Thentherewascake · 23/12/2018 13:02

BUT if they don't want to share it when others are over then they need to put it away.

exactly that.

Cherries101 · 23/12/2018 13:03

At 9 months old my dn put absolutely everything in her mouth. Most of my cousins (even those with similar aged babies) put plush / soft toys away when she came round because of that because of the hygiene factor. It’s nothing to take offence about!

Spikeyball · 23/12/2018 13:04

"It's fine to have special toys that are not for sharing. However these should be put away out of reach/sight during the visit of other children."
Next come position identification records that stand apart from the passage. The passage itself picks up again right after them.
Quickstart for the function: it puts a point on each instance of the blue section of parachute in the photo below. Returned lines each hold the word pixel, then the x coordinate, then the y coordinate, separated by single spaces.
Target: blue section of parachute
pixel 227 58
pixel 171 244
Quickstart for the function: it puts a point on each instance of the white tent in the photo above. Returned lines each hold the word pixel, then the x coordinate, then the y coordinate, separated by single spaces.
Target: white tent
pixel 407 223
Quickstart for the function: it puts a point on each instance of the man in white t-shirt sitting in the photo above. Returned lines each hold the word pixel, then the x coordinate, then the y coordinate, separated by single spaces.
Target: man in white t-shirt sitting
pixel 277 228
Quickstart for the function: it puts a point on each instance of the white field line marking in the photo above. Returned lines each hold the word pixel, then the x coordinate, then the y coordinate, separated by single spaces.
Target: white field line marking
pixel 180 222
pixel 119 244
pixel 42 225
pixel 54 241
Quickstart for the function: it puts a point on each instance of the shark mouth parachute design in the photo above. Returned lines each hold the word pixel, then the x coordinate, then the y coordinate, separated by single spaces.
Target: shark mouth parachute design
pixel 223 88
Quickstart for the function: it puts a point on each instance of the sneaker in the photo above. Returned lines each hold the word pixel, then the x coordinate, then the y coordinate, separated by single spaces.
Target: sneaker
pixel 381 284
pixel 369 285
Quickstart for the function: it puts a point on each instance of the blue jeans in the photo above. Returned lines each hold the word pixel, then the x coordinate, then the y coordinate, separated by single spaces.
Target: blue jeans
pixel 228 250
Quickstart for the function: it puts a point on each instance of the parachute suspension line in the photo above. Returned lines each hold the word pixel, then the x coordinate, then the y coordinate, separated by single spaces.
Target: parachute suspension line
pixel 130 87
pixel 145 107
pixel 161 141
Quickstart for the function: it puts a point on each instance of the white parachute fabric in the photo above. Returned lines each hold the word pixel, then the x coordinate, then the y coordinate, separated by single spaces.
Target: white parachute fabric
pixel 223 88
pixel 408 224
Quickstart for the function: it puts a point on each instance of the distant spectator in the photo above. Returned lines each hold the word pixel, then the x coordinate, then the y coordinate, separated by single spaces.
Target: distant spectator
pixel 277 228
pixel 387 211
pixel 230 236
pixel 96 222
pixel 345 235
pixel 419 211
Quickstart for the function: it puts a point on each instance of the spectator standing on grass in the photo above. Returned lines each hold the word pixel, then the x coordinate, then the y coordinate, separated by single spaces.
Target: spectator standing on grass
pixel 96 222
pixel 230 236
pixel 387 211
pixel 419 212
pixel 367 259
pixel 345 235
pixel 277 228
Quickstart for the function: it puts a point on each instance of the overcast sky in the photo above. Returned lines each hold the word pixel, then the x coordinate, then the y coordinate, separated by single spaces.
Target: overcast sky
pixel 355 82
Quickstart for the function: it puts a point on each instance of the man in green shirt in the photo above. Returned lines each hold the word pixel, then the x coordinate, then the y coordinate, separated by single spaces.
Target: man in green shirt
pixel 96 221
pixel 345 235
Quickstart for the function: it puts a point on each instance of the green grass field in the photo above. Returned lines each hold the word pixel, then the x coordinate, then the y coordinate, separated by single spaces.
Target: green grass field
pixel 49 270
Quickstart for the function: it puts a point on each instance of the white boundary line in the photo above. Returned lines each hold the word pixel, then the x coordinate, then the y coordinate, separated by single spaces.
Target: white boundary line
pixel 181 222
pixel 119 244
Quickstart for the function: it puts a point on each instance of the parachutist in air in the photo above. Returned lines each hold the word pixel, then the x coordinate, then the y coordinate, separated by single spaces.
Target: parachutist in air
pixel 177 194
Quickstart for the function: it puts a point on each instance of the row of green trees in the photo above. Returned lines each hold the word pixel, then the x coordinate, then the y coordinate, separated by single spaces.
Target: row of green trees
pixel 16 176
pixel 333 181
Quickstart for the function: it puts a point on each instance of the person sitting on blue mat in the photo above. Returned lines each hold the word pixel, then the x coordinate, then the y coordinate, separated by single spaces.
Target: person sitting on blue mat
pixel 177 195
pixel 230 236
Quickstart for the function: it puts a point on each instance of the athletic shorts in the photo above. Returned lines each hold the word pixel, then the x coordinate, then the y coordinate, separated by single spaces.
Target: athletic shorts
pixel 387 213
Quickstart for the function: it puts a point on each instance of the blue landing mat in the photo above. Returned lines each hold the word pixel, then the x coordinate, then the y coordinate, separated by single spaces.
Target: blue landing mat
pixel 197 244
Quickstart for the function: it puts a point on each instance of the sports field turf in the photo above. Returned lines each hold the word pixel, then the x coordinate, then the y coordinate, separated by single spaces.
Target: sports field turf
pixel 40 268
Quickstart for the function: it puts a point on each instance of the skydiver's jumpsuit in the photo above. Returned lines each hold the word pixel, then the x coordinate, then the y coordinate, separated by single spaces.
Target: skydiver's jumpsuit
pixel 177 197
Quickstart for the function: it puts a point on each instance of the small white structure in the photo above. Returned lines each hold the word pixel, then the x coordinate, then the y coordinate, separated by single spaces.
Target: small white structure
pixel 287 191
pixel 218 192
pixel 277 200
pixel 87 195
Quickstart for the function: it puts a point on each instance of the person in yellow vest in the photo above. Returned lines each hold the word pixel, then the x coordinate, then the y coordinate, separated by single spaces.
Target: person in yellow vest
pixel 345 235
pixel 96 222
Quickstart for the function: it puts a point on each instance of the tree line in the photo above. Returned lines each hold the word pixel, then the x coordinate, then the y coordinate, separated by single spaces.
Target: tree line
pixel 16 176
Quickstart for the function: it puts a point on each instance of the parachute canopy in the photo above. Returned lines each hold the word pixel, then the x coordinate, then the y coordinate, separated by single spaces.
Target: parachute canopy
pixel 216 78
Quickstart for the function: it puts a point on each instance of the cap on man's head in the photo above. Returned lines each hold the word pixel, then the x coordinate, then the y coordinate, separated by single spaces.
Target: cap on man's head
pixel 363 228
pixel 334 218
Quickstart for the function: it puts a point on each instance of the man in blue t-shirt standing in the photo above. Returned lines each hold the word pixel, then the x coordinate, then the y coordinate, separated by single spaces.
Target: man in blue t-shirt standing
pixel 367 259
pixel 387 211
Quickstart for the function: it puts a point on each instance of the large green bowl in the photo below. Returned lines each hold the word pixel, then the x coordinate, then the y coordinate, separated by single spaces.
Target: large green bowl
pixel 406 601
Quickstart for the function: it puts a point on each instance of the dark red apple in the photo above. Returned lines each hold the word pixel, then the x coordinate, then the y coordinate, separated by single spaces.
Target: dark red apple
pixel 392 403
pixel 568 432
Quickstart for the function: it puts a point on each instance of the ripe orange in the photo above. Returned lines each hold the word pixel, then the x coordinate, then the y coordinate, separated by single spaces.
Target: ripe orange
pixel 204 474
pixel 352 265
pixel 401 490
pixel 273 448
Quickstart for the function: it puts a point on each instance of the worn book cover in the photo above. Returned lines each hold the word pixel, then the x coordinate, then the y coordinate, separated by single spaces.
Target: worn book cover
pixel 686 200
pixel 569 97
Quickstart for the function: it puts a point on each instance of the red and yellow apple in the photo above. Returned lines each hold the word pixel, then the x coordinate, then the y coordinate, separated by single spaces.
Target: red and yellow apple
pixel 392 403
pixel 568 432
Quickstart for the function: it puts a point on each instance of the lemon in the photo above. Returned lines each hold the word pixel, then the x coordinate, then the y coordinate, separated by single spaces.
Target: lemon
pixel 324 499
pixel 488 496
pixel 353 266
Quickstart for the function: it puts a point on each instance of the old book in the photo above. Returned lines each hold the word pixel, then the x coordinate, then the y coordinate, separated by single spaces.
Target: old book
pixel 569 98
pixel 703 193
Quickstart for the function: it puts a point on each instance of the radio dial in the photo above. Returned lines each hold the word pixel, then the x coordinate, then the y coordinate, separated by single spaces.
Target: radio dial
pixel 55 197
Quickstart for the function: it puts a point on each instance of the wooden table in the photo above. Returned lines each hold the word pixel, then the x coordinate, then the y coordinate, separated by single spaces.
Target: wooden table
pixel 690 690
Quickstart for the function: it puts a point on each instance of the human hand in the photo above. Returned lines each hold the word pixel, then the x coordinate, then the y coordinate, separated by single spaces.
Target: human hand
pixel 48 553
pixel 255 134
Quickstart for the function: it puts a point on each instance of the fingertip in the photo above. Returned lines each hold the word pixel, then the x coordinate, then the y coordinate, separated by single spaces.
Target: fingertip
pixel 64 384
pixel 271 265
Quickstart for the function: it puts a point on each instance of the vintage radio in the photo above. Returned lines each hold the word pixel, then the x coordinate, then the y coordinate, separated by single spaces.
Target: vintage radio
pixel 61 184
My son has 'coping' toys that he has multiple copies of. If another child picked one up he would take it off them. I would tell another parent this but would then expect them to respect that this is one of his needs.

HopeGarden · 23/12/2018 14:14

One of my DC has a special toy that he’s been very attached to since he was a baby.

Once we realised how much he liked the toy, we got multiple copies of it (at least 3 of which have been permanently lost outside the house).

DS does not share this toy, even now that he’s school aged. If, when he was a toddler, he’d put special toy down for a bit, and then seen another child playing with it, then all hell would break loose. Putting it away never really worked well because he wanted special toy near him all the time. So yes, if he’d put special toy down, and I saw another child picking it up, then I’d be removing the special toy immediately. It’s the one toy he had that wasn’t for sharing at all.

So if this toy belonging to the cousin was a very special toy, I can understand your SILs actions. It sounds like he was sharing the other toys with your DD?

Merryoldgoat · 23/12/2018 14:21

Not many kids play that well together at 2.5yrs and would definitely need supervision at softplay.

Teaching turn-taking is more sensible but you don’t have to share everything. If that’s his special toy then I wouldn’t expect him to share if your child is allowed to play with all the rest.

Sharing is overrated. It’s more important to teach them to be kind and thoughtful.

AJPTaylor · 23/12/2018 14:27

Mum knows her child.
Difference between 9 mos and 2.5 years is massive.kids learn different things at different times.most small children struggle to share.